TM4T - The Importance Fallacy

I made a list of the key aspects in my life. Then chose the most important. On balance, I chose 'food'. This is vital for my survival, and is easier to modify than 'sleep' or 'hydration' or other single-variable aspects. Food is really, really important both in terms of immediate benefit and its contribution to my longer term goals.

So: 'food'; where does it come from? Well, supermarkets usually, though there are other options to list as well, but we'll start with supermarkets in Phase 1, and consider internet deliveries, growing my own, etc as part of Phase 2. There are five supermarkets nearby, each with differing benefits of cost, convenience, proximity, quality of goods, range of goods, and service.

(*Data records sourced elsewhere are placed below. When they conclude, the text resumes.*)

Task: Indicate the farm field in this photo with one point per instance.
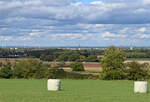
(72, 91)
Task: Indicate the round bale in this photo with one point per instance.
(53, 84)
(140, 87)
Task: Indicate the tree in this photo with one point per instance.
(113, 64)
(92, 58)
(29, 68)
(62, 57)
(6, 71)
(77, 66)
(74, 57)
(136, 71)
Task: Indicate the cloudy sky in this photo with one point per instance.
(74, 22)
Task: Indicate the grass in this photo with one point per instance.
(72, 91)
(139, 59)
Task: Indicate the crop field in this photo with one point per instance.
(72, 91)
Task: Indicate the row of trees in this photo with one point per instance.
(114, 67)
(33, 68)
(73, 57)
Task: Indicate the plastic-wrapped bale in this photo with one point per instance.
(53, 84)
(140, 87)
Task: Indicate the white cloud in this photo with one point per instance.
(6, 38)
(143, 29)
(70, 36)
(142, 36)
(35, 33)
(112, 35)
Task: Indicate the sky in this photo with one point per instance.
(73, 22)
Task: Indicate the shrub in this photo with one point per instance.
(113, 64)
(136, 71)
(77, 66)
(55, 73)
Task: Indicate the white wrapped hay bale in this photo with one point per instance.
(140, 87)
(53, 84)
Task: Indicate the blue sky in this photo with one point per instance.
(74, 22)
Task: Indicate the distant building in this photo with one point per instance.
(131, 48)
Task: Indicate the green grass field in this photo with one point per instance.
(72, 91)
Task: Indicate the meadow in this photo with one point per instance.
(72, 91)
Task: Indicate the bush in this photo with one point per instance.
(136, 71)
(77, 66)
(55, 73)
(113, 64)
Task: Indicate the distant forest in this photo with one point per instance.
(88, 55)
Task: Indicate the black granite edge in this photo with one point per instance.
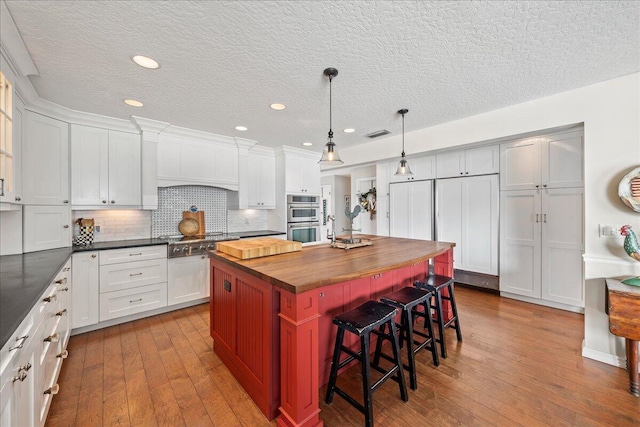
(119, 244)
(257, 233)
(23, 280)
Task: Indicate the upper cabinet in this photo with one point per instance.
(105, 166)
(262, 178)
(190, 161)
(472, 161)
(421, 167)
(45, 161)
(543, 162)
(301, 170)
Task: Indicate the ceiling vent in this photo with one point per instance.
(377, 133)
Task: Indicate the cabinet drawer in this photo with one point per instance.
(131, 301)
(132, 274)
(115, 256)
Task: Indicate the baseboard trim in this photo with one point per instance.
(600, 356)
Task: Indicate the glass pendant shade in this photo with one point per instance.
(330, 155)
(403, 166)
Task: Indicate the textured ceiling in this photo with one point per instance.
(223, 63)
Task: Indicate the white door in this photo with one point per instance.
(562, 246)
(85, 289)
(89, 165)
(124, 169)
(449, 219)
(520, 165)
(520, 242)
(46, 227)
(45, 161)
(480, 223)
(562, 164)
(188, 279)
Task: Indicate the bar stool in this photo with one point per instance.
(362, 321)
(436, 284)
(408, 299)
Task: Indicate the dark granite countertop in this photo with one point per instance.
(23, 280)
(119, 244)
(257, 233)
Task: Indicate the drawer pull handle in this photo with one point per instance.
(54, 389)
(49, 298)
(22, 375)
(52, 338)
(21, 339)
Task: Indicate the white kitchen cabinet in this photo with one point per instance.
(188, 279)
(541, 244)
(299, 169)
(32, 358)
(45, 161)
(421, 167)
(411, 210)
(262, 179)
(468, 162)
(86, 290)
(187, 161)
(468, 215)
(105, 167)
(554, 161)
(46, 227)
(132, 280)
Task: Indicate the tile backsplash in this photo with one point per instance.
(172, 201)
(117, 224)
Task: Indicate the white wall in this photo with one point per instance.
(610, 112)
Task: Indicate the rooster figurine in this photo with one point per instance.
(632, 247)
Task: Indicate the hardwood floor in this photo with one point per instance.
(519, 364)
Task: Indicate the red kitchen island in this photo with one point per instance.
(271, 317)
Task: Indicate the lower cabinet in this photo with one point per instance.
(188, 279)
(32, 358)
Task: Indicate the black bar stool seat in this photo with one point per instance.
(435, 284)
(363, 321)
(407, 300)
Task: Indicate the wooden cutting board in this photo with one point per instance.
(198, 216)
(247, 249)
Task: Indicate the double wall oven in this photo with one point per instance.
(303, 218)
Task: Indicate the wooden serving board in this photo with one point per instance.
(247, 249)
(198, 216)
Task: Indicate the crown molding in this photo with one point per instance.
(13, 45)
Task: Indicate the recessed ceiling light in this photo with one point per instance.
(146, 62)
(133, 103)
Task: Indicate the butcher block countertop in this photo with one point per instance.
(322, 265)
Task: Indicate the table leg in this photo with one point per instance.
(443, 265)
(632, 366)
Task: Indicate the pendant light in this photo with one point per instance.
(330, 155)
(403, 167)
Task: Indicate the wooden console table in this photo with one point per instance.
(623, 307)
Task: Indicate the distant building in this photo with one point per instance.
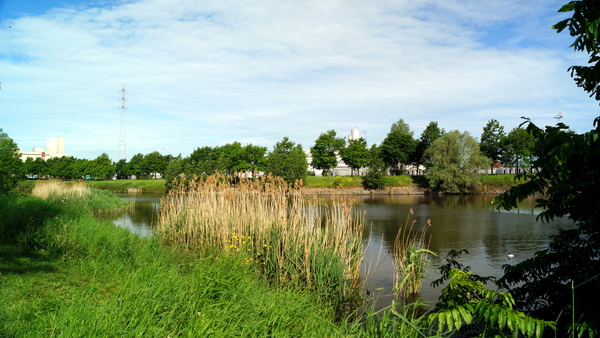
(55, 147)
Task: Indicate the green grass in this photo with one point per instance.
(65, 273)
(148, 186)
(356, 181)
(79, 276)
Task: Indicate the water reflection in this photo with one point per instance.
(142, 218)
(458, 222)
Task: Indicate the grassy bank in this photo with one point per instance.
(490, 183)
(65, 273)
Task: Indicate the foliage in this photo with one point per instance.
(569, 181)
(431, 133)
(397, 149)
(290, 239)
(324, 152)
(518, 149)
(401, 127)
(376, 175)
(287, 160)
(470, 309)
(492, 140)
(136, 166)
(411, 258)
(455, 158)
(87, 277)
(11, 166)
(584, 26)
(101, 168)
(356, 155)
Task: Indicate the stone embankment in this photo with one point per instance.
(393, 191)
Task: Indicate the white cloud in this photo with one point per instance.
(206, 73)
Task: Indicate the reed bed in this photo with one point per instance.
(411, 257)
(288, 236)
(80, 195)
(49, 189)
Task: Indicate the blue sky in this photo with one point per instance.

I produced a weighted scoring matrix as recommended, and I then developed an action plan to optimise my food choices, but the benefits really aren't as major as I'd hoped.

Er.... no. Really, NO. This may be flippant, but the point is really serious: 'importance' really isn't that important. Important things tend to pretty much take care of themselves, without too much conscious effort.

Similarly, urgent things tend to push themselves to the front of the queue anyway, and the benefits of categorising tasks on the basis of urgent, not-urgent, important, not-important, tend to be overstated. It is much more productive too root out the unimportant aspects of our lives, and to do things in a sensible sequence (which might not always mean urgent things first).